We are devotees of the pictorial arts.''

''There's no more Roederer cold,'' the Gran Maestro said. ''But if you would like some Perrier-Jouet—''

''Bring it,'' the Colonel said and added, ''Please.'' ''I don't talk like Georgie Patton,'' the Colonel told her. ''I don't have to.

And besides he's dead.''

''Poor man.''

''Yes, Poor man all his life.

Although quite rich in money and with a lot of armour.''

''Do you have anything against armour?''

''Yes.

Most of the people inside of it.

It makes men into bullies which is the first step toward cowardice; true cowardice I mean.

Perhaps it is a little complicated by claustrophobia.''

Then he looked at her and smiled and regretted taking her beyond her depth, as you might take a new swimmer on a shallow, shelving beach, into too deep water; and he sought to reassure her.

''You forgive me, Daughter.

Much of what I say is unjust.

But it is truer than the things that you will read in Generals' memoirs.

After a man gets one star, or more, the truth becomes as difficult for him to attain as the Holy Grail was in our ancestors' time.''

''But you were a general officer.''

''Not for too damn long,'' the Colonel said. ''Now Captains,'' the General said, ''they know the exact truth and they can mostly tell it to you.

If they can't, you reclassify them.''

''Would you reclassify me if I lied?''

''It would depend on what you lied about.''

''I'm not going to lie about anything.

I don't want to be reclassified.

It sounds horrible.''

''It is,'' the Colonel said. ''And you send them back to have it done to them with eleven different copies of why it should be done, every one of which you sign.''

''Did you reclassify many?''

''Plenty.''

The concierge came into the room with the portrait, carrying it in its big frame, much as a ship moves when she is carrying too much sail.

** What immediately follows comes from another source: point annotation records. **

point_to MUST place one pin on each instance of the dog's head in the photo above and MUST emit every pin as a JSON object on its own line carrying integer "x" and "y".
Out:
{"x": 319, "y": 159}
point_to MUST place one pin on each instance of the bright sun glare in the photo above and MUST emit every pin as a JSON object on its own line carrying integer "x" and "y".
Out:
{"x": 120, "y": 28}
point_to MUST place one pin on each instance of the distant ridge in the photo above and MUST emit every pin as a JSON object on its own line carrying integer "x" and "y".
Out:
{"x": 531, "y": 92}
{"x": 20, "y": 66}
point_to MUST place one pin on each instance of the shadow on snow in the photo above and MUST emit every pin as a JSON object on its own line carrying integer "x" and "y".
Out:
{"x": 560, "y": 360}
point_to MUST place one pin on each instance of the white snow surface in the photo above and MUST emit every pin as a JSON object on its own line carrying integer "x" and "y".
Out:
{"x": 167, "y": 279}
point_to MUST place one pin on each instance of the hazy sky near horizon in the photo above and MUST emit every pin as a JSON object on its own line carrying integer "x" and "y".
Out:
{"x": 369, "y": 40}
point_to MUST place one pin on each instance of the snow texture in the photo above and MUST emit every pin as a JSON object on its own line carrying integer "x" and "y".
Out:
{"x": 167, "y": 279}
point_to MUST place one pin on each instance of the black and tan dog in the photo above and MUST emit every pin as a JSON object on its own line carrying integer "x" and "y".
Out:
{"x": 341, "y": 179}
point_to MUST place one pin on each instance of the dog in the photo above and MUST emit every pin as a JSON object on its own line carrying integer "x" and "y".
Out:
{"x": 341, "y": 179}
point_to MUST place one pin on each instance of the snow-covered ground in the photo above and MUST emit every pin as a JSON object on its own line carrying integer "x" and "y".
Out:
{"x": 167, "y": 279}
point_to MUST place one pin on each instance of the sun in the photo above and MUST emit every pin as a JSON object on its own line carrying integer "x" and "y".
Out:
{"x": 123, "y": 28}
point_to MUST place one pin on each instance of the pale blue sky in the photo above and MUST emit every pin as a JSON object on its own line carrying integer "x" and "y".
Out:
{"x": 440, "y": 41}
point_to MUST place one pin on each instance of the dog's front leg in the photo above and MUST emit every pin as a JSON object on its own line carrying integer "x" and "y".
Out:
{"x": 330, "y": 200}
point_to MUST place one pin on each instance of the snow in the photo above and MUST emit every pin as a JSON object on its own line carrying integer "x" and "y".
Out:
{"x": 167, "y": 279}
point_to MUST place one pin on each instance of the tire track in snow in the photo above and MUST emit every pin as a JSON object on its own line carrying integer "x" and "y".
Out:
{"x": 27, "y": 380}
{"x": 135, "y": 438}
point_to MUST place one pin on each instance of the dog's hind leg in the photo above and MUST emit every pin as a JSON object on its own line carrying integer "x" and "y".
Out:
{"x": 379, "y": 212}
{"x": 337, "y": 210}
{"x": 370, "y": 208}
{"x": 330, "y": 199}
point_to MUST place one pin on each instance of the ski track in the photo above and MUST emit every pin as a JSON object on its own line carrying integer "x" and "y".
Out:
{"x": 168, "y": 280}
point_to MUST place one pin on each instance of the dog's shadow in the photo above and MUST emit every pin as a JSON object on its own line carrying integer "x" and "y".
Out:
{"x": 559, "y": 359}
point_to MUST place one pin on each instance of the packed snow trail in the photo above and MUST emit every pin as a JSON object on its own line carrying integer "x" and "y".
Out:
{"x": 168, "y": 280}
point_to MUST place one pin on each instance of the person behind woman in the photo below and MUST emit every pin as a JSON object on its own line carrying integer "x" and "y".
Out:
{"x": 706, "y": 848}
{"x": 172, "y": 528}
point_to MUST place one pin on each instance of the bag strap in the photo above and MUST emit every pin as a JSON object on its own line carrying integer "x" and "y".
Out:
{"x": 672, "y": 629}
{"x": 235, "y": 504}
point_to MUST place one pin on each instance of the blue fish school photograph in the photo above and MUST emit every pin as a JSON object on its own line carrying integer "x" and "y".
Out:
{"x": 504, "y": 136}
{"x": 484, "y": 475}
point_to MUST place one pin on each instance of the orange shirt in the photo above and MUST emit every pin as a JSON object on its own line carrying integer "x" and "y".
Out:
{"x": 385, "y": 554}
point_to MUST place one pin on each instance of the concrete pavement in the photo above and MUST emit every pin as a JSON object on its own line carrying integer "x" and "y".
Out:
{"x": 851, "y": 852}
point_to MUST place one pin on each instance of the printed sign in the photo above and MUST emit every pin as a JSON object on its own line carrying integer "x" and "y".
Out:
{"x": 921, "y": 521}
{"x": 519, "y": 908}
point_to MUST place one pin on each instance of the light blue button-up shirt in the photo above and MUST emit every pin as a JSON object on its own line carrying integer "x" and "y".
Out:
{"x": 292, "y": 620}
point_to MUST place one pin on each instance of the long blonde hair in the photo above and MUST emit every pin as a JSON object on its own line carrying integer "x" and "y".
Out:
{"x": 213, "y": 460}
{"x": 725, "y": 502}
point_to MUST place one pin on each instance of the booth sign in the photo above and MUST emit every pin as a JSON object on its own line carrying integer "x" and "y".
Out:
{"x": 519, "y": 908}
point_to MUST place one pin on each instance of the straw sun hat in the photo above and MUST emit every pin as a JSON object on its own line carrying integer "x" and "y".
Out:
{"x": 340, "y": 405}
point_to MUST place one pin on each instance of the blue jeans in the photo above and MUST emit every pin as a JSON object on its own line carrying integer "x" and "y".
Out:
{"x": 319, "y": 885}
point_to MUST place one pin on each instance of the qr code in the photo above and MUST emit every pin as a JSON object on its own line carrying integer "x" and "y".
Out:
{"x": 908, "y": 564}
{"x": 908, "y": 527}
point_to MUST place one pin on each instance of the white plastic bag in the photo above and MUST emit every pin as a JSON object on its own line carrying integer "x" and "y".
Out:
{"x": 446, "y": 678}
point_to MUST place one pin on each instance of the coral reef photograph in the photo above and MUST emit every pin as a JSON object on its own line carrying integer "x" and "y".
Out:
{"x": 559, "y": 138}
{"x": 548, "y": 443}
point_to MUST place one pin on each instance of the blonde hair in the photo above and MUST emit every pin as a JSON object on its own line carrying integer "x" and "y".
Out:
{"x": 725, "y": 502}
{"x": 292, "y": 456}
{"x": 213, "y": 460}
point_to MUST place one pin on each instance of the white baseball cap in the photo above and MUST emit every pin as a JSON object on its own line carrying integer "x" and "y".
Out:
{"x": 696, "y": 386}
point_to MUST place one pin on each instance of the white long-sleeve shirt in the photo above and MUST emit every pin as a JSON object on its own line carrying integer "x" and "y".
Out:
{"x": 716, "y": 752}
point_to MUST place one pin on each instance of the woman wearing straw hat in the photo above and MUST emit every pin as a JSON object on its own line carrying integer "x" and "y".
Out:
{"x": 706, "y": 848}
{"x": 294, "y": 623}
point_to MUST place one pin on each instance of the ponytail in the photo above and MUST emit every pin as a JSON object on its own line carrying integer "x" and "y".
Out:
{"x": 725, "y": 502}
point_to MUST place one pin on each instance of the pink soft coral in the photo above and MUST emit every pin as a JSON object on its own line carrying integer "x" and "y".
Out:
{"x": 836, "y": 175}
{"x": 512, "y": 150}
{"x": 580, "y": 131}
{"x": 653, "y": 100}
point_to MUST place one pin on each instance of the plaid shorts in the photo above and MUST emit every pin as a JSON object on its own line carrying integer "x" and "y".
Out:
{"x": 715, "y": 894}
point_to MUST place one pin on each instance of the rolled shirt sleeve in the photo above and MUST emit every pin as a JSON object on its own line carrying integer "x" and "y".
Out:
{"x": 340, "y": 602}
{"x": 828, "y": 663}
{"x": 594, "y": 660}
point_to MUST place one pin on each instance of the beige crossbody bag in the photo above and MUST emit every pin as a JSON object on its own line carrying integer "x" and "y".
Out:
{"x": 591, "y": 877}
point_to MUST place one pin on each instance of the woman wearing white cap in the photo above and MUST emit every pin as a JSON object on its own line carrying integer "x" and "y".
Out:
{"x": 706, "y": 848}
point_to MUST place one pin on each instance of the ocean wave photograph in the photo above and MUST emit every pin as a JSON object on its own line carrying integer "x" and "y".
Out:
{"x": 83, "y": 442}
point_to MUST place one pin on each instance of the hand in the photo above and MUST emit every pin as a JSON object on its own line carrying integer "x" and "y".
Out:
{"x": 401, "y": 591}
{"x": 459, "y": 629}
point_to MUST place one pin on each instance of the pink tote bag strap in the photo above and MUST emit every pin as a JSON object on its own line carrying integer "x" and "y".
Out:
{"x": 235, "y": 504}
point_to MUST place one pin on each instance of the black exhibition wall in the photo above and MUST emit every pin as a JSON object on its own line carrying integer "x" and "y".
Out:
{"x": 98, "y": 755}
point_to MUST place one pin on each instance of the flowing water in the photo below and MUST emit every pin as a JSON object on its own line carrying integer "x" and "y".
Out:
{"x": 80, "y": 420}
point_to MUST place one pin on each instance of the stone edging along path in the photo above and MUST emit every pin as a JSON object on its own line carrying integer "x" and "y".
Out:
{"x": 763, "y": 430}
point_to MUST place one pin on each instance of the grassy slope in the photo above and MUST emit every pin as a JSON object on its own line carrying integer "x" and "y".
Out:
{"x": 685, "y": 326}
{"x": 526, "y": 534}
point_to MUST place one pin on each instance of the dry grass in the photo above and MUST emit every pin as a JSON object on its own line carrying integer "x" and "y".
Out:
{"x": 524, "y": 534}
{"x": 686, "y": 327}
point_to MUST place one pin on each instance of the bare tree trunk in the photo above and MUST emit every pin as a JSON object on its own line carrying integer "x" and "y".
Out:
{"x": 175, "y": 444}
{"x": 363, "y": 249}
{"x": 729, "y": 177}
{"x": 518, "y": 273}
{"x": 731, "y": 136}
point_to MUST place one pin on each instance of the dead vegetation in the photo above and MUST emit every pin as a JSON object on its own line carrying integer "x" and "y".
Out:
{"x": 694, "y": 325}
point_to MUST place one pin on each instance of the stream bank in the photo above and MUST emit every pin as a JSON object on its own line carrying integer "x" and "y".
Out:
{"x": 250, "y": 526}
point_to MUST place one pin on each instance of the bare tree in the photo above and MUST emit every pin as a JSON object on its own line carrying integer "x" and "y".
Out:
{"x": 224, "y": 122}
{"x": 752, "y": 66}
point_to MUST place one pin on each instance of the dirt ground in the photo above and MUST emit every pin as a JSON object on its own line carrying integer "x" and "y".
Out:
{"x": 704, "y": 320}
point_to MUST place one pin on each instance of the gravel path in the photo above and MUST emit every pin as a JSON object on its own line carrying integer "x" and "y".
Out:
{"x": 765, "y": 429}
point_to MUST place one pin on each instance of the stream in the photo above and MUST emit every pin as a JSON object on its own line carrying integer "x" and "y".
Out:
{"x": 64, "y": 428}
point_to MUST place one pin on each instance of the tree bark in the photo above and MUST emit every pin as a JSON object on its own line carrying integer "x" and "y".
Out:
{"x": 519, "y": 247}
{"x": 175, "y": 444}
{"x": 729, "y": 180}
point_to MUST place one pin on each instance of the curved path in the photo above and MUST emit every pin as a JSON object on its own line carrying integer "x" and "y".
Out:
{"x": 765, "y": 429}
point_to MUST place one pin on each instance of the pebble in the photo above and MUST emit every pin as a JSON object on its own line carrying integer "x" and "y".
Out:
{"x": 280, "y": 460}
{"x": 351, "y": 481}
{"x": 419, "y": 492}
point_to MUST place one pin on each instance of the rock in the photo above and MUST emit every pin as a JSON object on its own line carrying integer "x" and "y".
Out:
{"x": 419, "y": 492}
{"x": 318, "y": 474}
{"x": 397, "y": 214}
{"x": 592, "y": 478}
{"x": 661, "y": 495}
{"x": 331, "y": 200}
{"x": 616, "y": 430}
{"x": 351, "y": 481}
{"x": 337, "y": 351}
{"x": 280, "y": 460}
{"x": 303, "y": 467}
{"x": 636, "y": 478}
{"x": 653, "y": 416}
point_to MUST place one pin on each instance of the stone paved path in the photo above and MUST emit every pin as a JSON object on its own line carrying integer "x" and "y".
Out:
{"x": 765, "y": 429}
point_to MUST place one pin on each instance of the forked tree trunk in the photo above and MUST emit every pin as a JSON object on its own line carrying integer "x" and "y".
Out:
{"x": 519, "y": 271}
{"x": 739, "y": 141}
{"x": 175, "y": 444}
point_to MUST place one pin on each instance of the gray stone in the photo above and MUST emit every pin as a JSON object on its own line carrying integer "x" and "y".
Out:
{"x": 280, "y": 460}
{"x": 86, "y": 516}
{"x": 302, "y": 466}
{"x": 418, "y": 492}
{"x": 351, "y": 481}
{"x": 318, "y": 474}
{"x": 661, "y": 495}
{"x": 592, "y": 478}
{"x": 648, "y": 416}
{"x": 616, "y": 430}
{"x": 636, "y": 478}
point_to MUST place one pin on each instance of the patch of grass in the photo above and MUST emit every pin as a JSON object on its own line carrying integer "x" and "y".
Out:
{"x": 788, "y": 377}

''Get two chairs,'' the Colonel said to the second waiter, ''and put them there. See that the canvas does not touch the chairs.

And hold it so it does not slip.'' Then to the girl he said, ''We'll have to change that frame.''

''I know,'' she said. ''It was not my choice.

Take it unframed with you and we'll choose a good frame next week.

Now look at it.

Not at the frame.

At what it says, or does not say, of me.''

It was a beautiful portrait; neither cold, nor snobbish, nor stylised, nor modern.

It was the way you would want your girl painted if Tintoretto were still around and, if he were not around, you settled for Velasquez.

It was not the way either of them painted.

It was simply a splendid portrait painted, as they sometimes are, in our time.

''It's wonderful,'' the Colonel said. ''It is truly lovely.''

The concierge and the second waiter were holding it, and looking at it around the edges.

The Gran Maestro was admiring fully.

The American, two tables down, was looking at it with his journalistic eyes, wondering who painted it.

The back of the canvas was to the other diners.